Par Tabitha Caswell pour Bioenterprise

Dans le domaine de la recherche appliquée en agriculture, Kimberley Cathline fait figure de modèle et de leader exemplaire en Amérique du Nord. Au cours des deux dernières décennies, elle s’est attaquée aux stéréotypes, discrètement mais avec force, et est ainsi devenue une source d’inspiration pour d’autres femmes. Dans le milieu universitaire, dans le monde des affaires et dans d’autres domaines, elle a montré que tout le monde a sa place dans cette industrie en constante évolution, grâce à sa réputation de communicatrice et de travailleuse dévouée et acharnée.

Aujourd’hui, Mme Cathline est la gestionnaire des programmes de recherche du Horticultural & Environmental Sciences Innovation Centre (HESIC) du Niagara College (NC) et un membre estimé du Comité consultatif sur la science et l’innovation (CCSI) [les trois sites sont en anglais seulement] de Bioenterprise Canada. Dans les lignes qui suivent, elle raconte son parcours unique, s’exprime sur l’importance de la recherche appliquée en agriculture, nous donne un aperçu de l’évolution et de l’élargissement des programmes au Niagara College, et donne des conseils avisés aux futures chercheuses et à ceux et celles qui exercent des rôles d’influence.

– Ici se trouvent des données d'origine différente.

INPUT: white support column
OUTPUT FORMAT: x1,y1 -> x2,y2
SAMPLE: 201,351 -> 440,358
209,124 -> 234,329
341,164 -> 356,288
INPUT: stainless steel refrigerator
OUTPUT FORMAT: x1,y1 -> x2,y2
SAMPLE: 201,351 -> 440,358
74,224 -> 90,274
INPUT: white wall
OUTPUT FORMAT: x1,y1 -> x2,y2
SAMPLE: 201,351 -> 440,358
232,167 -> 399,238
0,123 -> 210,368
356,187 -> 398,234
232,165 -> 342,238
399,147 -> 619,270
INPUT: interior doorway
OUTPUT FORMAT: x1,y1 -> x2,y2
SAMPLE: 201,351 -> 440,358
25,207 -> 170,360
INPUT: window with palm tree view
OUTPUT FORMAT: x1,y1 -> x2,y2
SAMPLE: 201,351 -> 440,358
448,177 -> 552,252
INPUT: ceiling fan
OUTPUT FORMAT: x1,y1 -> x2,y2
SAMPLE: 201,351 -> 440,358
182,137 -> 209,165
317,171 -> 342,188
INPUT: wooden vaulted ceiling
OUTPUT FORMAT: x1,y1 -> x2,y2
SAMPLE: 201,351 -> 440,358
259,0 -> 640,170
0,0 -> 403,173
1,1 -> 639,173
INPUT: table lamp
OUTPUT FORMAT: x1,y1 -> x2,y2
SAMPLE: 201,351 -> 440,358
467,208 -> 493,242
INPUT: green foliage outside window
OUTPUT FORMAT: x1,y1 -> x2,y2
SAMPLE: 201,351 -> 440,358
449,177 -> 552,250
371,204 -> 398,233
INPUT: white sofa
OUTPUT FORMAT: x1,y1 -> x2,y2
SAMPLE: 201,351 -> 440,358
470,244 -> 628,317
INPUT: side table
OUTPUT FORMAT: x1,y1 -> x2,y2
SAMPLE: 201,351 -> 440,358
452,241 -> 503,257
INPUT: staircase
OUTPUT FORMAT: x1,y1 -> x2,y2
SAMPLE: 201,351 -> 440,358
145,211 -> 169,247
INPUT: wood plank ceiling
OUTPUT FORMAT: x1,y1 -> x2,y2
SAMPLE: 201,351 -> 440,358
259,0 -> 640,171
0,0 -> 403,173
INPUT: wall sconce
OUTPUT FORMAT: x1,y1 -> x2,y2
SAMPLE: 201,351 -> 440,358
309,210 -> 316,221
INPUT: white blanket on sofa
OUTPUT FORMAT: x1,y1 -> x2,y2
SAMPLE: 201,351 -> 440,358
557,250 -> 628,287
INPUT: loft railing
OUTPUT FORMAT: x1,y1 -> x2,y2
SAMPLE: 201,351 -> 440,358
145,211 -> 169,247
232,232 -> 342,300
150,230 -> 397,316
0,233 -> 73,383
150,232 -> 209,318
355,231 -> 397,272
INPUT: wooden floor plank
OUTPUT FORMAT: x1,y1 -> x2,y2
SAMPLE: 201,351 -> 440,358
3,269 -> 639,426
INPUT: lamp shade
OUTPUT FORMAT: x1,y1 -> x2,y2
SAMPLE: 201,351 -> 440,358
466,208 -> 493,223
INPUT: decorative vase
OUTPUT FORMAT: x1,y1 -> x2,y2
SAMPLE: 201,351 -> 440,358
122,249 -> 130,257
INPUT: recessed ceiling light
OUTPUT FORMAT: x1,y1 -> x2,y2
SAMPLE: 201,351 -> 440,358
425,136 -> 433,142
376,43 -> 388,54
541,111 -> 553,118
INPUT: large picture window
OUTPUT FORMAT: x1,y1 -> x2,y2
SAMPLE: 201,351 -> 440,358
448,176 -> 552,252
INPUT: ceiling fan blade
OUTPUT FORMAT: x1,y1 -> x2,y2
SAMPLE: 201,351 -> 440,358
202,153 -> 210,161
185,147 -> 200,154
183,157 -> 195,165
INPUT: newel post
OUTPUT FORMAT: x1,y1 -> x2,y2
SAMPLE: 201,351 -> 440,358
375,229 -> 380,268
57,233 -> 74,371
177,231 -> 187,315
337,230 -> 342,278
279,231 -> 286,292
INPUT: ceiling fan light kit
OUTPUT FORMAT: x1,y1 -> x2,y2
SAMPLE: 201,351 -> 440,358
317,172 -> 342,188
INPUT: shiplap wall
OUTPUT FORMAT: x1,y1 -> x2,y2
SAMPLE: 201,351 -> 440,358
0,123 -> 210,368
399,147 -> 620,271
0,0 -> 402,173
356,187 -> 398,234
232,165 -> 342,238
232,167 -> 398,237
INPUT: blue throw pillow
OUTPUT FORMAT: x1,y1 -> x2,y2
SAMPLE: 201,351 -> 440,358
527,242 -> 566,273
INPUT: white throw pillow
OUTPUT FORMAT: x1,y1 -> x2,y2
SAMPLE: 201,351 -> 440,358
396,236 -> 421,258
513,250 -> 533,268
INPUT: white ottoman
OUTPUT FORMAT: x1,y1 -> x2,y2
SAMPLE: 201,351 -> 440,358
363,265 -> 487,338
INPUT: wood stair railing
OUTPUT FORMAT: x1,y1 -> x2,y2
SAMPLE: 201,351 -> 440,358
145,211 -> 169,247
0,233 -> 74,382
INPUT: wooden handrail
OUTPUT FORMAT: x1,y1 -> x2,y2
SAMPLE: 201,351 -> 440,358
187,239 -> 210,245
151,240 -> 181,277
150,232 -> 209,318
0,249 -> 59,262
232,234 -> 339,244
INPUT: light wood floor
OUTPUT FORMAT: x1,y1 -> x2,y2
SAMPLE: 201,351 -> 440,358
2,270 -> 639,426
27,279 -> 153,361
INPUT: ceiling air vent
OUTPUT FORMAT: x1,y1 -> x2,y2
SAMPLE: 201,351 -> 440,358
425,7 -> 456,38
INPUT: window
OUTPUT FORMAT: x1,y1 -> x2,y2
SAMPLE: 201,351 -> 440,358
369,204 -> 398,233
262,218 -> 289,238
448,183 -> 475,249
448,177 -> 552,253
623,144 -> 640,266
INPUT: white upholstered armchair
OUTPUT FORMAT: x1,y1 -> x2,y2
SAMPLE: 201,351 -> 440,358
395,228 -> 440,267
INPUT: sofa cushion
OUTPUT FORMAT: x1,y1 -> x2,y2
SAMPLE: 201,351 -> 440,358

Cultiver une culture axée sur le leadership

Pour Kimberley Cathline, tout a commencé par une fascination juvénile pour les sciences naturelles. Dès l’enfance, sa curiosité innée l’a amenée à explorer les phénomènes du monde végétal, en particulier les merveilles des systèmes cellulaires et la synergie harmonieuse de leur conception complexe.

Encouragée par des mentors dynamiques et poussée par sa passion pour les plantes, Mme Cathline a décidé de consacrer ses études universitaires à ce domaine, et c’est de façon toute naturelle qu’elle a atterri à l’Université de Guelph [en anglais seulement], connue pour ses solides programmes d’horticulture et d’agriculture. En 2002, elle a obtenu un baccalauréat ès sciences (avec distinction) de l’Université de Guelph, où elle a étudié la biologie et la génétique végétales.

Au cours de ses études de premier cycle, elle passait ses vacances d’été à travailler dans un laboratoire de recherche en physiologie végétale du Département de botanique sur le campus de l’Université de Guelph et elle a également obtenu un stage à l’Institut de biotechnologie du Conseil national de recherches du Canada à Saskatoon. Ces expériences pratiques en laboratoire ont eu une influence positive sur son choix de carrière en recherche appliquée.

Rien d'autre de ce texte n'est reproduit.